We then square both sides of the equation, expand the squared terms, and simplify by combining like terms.

[latex]\begin{gathered}{x}^{2}+{\left(y-p\right)}^{2}={\left(y+p\right)}^{2}\\ {x}^{2}+{y}^{2}-2py+{p}^{2}={y}^{2}+2py+{p}^{2}\\ {x}^{2}-2py=2py\\ {x}^{2}=4py\end{gathered}[/latex]

The equations of parabolas with vertex [latex]\left(0,0\right)[/latex] are [latex]{y}^{2}=4px[/latex] when the x-axis is the axis of symmetry and [latex]{x}^{2}=4py[/latex] when the y-axis is the axis of symmetry. These standard forms are given below, along with their general graphs and key features.

A General Note: Standard Forms of Parabolas with Vertex (0, 0)

The table and graph below summarize the standard features of parabolas with a vertex at the origin.

Axis of Symmetry	Equation	Focus	Directrix	Endpoints of Latus Rectum
x-axis	[latex]{y}^{2}=4px[/latex]	[latex]\left(p,\text{ }0\right)[/latex]	[latex]x=-p[/latex]	[latex]\left(p,\text{ }\pm 2p\right)[/latex]
y-axis	[latex]{x}^{2}=4py[/latex]	[latex]\left(0,\text{ }p\right)[/latex]	[latex]y=-p[/latex]	[latex]\left(\pm 2p,\text{ }p\right)[/latex]

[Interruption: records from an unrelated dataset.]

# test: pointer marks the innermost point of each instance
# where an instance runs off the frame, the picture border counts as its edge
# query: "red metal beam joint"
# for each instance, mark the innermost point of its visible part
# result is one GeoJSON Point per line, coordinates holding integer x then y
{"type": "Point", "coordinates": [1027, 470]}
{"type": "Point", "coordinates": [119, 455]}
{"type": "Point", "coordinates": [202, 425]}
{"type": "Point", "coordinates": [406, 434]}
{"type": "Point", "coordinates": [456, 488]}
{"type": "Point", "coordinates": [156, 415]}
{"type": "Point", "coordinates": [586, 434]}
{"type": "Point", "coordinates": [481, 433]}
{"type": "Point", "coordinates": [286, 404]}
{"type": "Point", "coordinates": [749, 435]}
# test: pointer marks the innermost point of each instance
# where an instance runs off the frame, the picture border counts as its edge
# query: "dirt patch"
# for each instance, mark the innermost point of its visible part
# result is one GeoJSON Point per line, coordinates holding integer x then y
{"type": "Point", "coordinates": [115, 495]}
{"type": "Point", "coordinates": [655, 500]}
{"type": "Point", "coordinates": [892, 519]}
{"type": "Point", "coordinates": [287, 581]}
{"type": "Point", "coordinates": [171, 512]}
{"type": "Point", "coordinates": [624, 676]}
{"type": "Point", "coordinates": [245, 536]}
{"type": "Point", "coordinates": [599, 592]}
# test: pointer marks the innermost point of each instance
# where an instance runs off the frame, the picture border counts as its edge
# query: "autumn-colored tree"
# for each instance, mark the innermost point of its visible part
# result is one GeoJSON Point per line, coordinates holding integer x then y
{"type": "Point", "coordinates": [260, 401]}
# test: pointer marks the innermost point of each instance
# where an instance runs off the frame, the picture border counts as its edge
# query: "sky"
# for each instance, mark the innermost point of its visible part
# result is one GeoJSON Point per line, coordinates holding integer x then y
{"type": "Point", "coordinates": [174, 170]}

(a) When [latex]p>0[/latex] and the axis of symmetry is the x-axis, the parabola opens right. (b) When [latex]p<0[/latex] and the axis of symmetry is the x-axis, the parabola opens left. (c) When [latex]p<0[/latex] and the axis of symmetry is the y-axis, the parabola opens up. (d) When [latex]\text{ }p<0\text{ }[/latex] and the axis of symmetry is the y-axis, the parabola opens down.

Type your Key Takeaway text here

The key features of a parabola are its vertex, axis of symmetry, focus, directrix, and latus rectum. When given a standard equation for a parabola centered at the origin, we can easily identify the key features to graph the parabola.

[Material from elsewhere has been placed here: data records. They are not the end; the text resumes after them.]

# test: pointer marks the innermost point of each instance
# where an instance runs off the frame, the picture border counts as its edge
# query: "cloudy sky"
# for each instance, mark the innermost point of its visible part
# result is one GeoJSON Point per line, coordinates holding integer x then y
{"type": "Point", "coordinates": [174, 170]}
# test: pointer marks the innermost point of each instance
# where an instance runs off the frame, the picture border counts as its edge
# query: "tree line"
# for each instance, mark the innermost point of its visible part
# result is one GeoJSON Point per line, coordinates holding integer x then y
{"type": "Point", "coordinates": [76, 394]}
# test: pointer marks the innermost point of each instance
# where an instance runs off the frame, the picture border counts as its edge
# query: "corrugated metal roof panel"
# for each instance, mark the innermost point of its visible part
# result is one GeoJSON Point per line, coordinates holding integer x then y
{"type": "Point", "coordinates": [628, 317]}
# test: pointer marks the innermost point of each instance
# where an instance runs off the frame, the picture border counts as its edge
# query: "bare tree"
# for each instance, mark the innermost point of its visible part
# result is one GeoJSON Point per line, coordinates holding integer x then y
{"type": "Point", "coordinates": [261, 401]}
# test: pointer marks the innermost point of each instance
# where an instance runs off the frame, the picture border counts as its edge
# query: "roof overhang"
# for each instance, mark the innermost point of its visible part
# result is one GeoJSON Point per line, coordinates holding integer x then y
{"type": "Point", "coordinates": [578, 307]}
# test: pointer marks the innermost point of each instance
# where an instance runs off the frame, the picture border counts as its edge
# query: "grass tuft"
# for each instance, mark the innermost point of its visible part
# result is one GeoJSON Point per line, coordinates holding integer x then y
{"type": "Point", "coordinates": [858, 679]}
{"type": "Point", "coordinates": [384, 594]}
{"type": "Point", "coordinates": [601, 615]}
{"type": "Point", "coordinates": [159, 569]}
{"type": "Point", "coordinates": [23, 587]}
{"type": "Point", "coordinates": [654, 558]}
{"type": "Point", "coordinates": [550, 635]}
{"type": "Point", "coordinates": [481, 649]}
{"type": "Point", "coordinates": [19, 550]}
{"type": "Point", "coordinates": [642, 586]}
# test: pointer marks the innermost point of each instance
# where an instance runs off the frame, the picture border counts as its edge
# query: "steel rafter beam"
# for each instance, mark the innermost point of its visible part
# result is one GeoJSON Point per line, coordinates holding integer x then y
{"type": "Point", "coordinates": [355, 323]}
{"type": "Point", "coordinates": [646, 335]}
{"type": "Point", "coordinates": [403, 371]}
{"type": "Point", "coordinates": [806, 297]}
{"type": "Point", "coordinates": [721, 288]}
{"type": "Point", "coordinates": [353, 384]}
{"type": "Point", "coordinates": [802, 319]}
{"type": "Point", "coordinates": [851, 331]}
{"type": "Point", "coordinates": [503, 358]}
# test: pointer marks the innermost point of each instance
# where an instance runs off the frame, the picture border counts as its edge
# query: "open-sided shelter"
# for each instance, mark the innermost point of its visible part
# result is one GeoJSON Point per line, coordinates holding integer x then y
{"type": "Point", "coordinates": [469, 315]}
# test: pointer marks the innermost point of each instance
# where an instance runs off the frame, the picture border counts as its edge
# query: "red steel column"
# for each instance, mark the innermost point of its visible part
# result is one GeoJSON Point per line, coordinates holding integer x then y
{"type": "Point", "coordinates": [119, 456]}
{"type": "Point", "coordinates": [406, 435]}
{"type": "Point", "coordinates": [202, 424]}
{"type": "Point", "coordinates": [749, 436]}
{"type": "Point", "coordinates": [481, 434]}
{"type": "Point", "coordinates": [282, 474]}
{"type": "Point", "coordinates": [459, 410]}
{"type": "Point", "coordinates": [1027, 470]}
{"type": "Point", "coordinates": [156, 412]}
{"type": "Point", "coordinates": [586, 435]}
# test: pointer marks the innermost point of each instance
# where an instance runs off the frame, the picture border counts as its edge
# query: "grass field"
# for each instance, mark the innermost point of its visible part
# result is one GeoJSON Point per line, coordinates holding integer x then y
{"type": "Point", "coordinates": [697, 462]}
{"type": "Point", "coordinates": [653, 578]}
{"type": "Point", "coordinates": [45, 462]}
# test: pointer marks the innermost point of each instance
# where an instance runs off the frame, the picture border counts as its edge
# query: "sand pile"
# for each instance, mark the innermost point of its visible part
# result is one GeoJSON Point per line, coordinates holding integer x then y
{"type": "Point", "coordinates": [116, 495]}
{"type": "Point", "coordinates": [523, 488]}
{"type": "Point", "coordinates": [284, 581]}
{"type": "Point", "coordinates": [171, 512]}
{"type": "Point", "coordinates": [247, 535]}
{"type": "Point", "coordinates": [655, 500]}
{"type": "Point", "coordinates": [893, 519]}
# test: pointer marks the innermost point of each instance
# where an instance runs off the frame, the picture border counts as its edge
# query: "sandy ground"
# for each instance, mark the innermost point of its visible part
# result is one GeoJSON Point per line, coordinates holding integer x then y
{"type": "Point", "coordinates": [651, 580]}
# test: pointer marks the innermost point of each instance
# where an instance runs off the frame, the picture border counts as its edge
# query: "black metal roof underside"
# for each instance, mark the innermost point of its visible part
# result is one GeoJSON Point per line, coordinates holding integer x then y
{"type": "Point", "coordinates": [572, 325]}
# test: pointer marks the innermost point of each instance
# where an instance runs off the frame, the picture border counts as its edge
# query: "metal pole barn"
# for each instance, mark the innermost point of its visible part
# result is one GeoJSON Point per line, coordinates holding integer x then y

A line is said to be tangent to a curve if it intersects the curve at exactly one point. If we sketch lines tangent to the parabola at the endpoints of the latus rectum, these lines intersect on the axis of symmetry.

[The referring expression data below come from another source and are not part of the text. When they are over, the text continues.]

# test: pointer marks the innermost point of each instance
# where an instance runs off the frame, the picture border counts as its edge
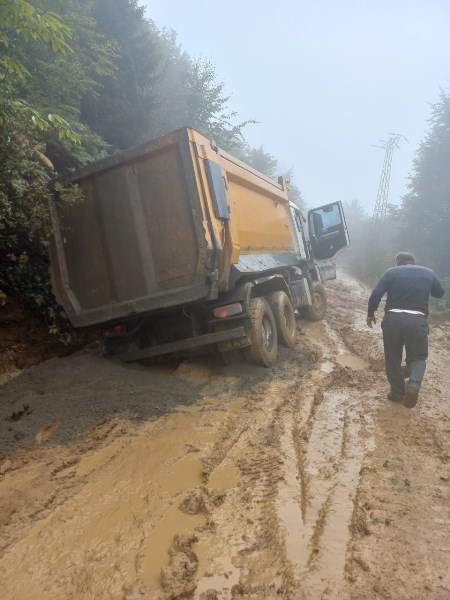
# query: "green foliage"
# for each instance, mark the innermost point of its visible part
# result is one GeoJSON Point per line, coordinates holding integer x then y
{"type": "Point", "coordinates": [425, 224]}
{"type": "Point", "coordinates": [79, 79]}
{"type": "Point", "coordinates": [24, 168]}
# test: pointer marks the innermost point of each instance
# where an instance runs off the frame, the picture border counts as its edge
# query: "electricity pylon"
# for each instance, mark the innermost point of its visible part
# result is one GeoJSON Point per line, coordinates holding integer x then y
{"type": "Point", "coordinates": [379, 212]}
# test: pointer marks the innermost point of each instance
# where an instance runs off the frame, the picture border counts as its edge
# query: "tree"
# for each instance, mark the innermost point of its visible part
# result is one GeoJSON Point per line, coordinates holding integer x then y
{"type": "Point", "coordinates": [24, 168]}
{"type": "Point", "coordinates": [123, 110]}
{"type": "Point", "coordinates": [425, 214]}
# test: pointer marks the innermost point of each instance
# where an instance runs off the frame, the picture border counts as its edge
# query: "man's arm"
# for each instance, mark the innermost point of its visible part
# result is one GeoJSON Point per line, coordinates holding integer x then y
{"type": "Point", "coordinates": [437, 291]}
{"type": "Point", "coordinates": [375, 299]}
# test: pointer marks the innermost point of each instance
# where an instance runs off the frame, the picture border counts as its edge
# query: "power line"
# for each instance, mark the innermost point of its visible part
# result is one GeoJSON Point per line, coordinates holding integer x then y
{"type": "Point", "coordinates": [379, 212]}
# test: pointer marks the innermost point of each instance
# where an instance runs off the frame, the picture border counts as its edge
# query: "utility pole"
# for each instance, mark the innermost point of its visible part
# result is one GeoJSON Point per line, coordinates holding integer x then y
{"type": "Point", "coordinates": [379, 212]}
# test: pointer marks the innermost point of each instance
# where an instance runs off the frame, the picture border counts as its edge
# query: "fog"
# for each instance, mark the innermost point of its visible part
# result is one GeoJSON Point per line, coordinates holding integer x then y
{"type": "Point", "coordinates": [326, 81]}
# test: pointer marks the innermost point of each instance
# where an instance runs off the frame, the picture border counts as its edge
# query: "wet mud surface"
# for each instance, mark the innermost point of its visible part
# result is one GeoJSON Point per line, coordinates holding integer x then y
{"type": "Point", "coordinates": [197, 480]}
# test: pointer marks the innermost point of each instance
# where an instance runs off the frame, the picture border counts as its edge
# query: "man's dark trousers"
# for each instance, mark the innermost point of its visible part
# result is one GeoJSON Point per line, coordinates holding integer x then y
{"type": "Point", "coordinates": [410, 331]}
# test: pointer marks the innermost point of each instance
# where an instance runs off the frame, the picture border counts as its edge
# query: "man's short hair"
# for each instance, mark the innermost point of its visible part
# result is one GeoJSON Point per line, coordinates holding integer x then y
{"type": "Point", "coordinates": [405, 258]}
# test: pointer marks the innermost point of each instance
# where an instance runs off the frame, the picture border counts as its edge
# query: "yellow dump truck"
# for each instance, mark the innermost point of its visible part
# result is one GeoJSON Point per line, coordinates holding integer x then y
{"type": "Point", "coordinates": [178, 245]}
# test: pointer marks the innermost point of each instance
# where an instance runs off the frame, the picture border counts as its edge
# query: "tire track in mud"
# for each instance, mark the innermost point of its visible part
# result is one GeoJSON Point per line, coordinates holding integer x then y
{"type": "Point", "coordinates": [306, 485]}
{"type": "Point", "coordinates": [401, 541]}
{"type": "Point", "coordinates": [290, 513]}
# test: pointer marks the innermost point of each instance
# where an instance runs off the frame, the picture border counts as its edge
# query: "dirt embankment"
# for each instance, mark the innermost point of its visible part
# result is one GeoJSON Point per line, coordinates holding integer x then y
{"type": "Point", "coordinates": [203, 481]}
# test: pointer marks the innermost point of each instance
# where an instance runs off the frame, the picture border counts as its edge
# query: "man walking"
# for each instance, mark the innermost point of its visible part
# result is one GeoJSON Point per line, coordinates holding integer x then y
{"type": "Point", "coordinates": [408, 287]}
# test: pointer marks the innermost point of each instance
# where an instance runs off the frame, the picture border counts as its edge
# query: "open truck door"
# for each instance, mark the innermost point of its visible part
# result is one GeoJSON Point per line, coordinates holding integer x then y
{"type": "Point", "coordinates": [328, 235]}
{"type": "Point", "coordinates": [327, 230]}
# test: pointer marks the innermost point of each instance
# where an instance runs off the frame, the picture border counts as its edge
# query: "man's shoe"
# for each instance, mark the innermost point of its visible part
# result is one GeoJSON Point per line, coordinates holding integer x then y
{"type": "Point", "coordinates": [410, 399]}
{"type": "Point", "coordinates": [394, 397]}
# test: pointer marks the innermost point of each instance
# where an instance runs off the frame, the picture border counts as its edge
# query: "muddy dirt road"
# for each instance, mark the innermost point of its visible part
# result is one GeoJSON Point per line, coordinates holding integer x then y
{"type": "Point", "coordinates": [195, 480]}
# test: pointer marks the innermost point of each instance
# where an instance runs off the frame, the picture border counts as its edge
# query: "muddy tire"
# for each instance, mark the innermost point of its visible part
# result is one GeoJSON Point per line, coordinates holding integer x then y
{"type": "Point", "coordinates": [318, 308]}
{"type": "Point", "coordinates": [284, 315]}
{"type": "Point", "coordinates": [263, 334]}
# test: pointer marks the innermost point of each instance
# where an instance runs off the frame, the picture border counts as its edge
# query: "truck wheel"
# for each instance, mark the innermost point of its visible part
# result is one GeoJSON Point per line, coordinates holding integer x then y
{"type": "Point", "coordinates": [284, 315]}
{"type": "Point", "coordinates": [263, 334]}
{"type": "Point", "coordinates": [318, 308]}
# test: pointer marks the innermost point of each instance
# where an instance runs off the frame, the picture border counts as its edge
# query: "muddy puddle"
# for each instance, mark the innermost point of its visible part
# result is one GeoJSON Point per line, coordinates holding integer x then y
{"type": "Point", "coordinates": [194, 480]}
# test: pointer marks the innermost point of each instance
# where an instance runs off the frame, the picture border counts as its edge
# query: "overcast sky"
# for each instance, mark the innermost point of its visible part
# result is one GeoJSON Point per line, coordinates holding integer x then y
{"type": "Point", "coordinates": [325, 79]}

How To: Given a standard form equation for a parabola centered at (0, 0), sketch the graph.

Determine which of the standard forms applies to the given equation: [latex]{y}^{2}=4px[/latex] or [latex]{x}^{2}=4py[/latex].
Use the standard form identified in Step 1 to determine the axis of symmetry, focus, equation of the directrix, and endpoints of the latus rectum.
- If the equation is in the form [latex]{y}^{2}=4px[/latex], then
  - the axis of symmetry is the x-axis, [latex]y=0[/latex]
  - set [latex]4p[/latex] equal to the coefficient of x in the given equation to solve for [latex]p[/latex]. If [latex]p>0[/latex], the parabola opens right. If [latex]p<0[/latex], the parabola opens left.
  - use [latex]p[/latex] to find the coordinates of the focus, [latex]\left(p,0\right)[/latex]
  - use [latex]p[/latex] to find the equation of the directrix, [latex]x=-p[/latex]
  - use [latex]p[/latex] to find the endpoints of the latus rectum, [latex]\left(p,\pm 2p\right)[/latex]. Alternately, substitute [latex]x=p[/latex] into the original equation.
- If the equation is in the form [latex]{x}^{2}=4py[/latex], then
  - the axis of symmetry is the y-axis, [latex]x=0[/latex]
  - set [latex]4p[/latex] equal to the coefficient of y in the given equation to solve for [latex]p[/latex]. If [latex]p>0[/latex], the parabola opens up. If [latex]p<0[/latex], the parabola opens down.
  - use [latex]p[/latex] to find the coordinates of the focus, [latex]\left(0,p\right)[/latex]
  - use [latex]p[/latex] to find equation of the directrix, [latex]y=-p[/latex]
  - use [latex]p[/latex] to find the endpoints of the latus rectum, [latex]\left(\pm 2p,p\right)[/latex]
Plot the focus, directrix, and latus rectum, and draw a smooth curve to form the parabola.

Graph [latex]{y}^{2}=24x[/latex]. Identify and label the focus, directrix, and endpoints of the latus rectum.

Graph [latex]{y}^{2}=-16x[/latex]. Identify and label the focus, directrix, and endpoints of the latus rectum.

Graph [latex]{x}^{2}=-6y[/latex]. Identify and label the focus, directrix, and endpoints of the latus rectum.

Graph [latex]{x}^{2}=8y[/latex]. Identify and label the focus, directrix, and endpoints of the latus rectum.